Creating AI that can truly understand and generate high-quality music is really hard. Existing systems often require massive amounts of data and computing power, making it difficult for researchers and smaller companies to participate. There was a need for a powerful, yet accessible, music AI toolkit that could be built upon and improved by the wider community.
What's the solution?
The researchers built four main models. First, HeartCLAP connects audio with text. Second, HeartTranscriptor accurately figures out the lyrics of a song. Third, HeartCodec compresses music in a smart way, keeping the important details while making it easier for the AI to learn patterns. Finally, HeartMuLa is the song generator, using a large language model to create music based on text descriptions, lyrics, or even existing songs. They showed that a system comparable to commercial music generators could be made with resources available to academic institutions, and that increasing the size of HeartMuLa to 7 billion parameters significantly improved its performance.
Why it matters?
These models are important because they provide a free and open starting point for anyone wanting to do research in music AI. They lower the barrier to entry, allowing more people to contribute to the field. They also demonstrate that it’s possible to create high-quality music AI without needing enormous resources, and can be used to create music for things like background music for videos.
Abstract
We present a family of open-source Music Foundation Models designed to advance large-scale music understanding and generation across diverse tasks and modalities. Our framework consists of four major components: (1) HeartCLAP, an audio-text alignment model; (2) HeartTranscriptor, a robust lyric recognition model optimized for real-world music scenarios; and (3) HeartCodec, a low-frame-rate (12.5 Hz) yet high-fidelity music codec tokenizer that captures long-range musical structure while preserving fine-grained acoustic details and enabling efficient autoregressive modeling; (4) HeartMuLa, an LLM-based song generation model capable of synthesizing high-fidelity music under rich, user-controllable conditions (e.g., textual style descriptions, lyrics, and reference audio).

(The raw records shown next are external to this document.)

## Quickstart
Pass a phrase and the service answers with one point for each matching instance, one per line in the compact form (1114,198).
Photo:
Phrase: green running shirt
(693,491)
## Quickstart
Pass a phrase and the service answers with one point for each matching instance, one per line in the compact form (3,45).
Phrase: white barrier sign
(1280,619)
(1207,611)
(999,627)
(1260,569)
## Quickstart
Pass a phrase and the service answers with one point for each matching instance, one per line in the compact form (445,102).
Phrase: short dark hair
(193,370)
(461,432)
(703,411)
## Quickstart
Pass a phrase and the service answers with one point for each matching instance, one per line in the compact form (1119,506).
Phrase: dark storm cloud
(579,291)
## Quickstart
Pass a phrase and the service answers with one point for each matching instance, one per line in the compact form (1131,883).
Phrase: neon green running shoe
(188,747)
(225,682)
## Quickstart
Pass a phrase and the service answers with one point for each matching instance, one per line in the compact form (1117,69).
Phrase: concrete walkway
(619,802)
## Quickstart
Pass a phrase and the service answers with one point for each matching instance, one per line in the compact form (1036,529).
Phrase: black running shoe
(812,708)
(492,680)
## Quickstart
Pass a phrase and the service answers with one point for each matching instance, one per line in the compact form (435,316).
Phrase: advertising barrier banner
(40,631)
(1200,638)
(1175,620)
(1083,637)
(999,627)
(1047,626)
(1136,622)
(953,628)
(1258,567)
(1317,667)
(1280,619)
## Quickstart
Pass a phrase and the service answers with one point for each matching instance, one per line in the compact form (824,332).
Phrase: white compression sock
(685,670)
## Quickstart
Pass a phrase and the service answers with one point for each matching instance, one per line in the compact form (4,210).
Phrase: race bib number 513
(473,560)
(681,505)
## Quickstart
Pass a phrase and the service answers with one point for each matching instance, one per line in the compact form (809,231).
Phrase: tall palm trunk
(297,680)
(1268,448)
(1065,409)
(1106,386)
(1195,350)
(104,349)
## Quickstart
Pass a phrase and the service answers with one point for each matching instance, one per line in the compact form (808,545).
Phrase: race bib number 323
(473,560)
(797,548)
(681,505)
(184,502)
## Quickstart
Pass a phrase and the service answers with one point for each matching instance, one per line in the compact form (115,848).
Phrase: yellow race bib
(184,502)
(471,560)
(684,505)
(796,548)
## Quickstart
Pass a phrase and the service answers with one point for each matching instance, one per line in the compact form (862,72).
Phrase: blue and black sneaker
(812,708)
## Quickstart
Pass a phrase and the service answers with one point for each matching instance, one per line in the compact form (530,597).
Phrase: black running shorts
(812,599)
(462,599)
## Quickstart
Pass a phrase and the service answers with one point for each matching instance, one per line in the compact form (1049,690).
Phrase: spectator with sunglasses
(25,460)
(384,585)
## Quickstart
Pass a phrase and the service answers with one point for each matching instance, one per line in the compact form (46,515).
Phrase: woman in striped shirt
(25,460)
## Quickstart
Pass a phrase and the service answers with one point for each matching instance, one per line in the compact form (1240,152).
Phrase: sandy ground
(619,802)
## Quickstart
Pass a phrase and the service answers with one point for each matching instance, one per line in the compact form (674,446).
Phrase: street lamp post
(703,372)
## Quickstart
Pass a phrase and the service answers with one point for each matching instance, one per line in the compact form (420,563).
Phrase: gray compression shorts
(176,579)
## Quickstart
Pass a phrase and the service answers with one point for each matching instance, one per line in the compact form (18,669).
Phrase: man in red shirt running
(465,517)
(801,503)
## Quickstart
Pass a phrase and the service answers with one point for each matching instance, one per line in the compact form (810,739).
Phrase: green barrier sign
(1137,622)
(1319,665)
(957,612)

In addition, it provides two specialized modes: (i) fine-grained musical attribute control, which allows users to specify the style of different song sections (e.g., intro, verse, chorus) using natural language prompts; and (ii) short, engaging music generation, which is suitable as background music for short videos. Lastly, HeartMuLa improves significantly when scaled to 7B parameters. For the first time, we show that a Suno-level, commercial-grade system can be reproduced using academic-scale data and GPU resources. We expect these foundation models to serve as strong baselines for future research and to facilitate practical applications in multimodal content production.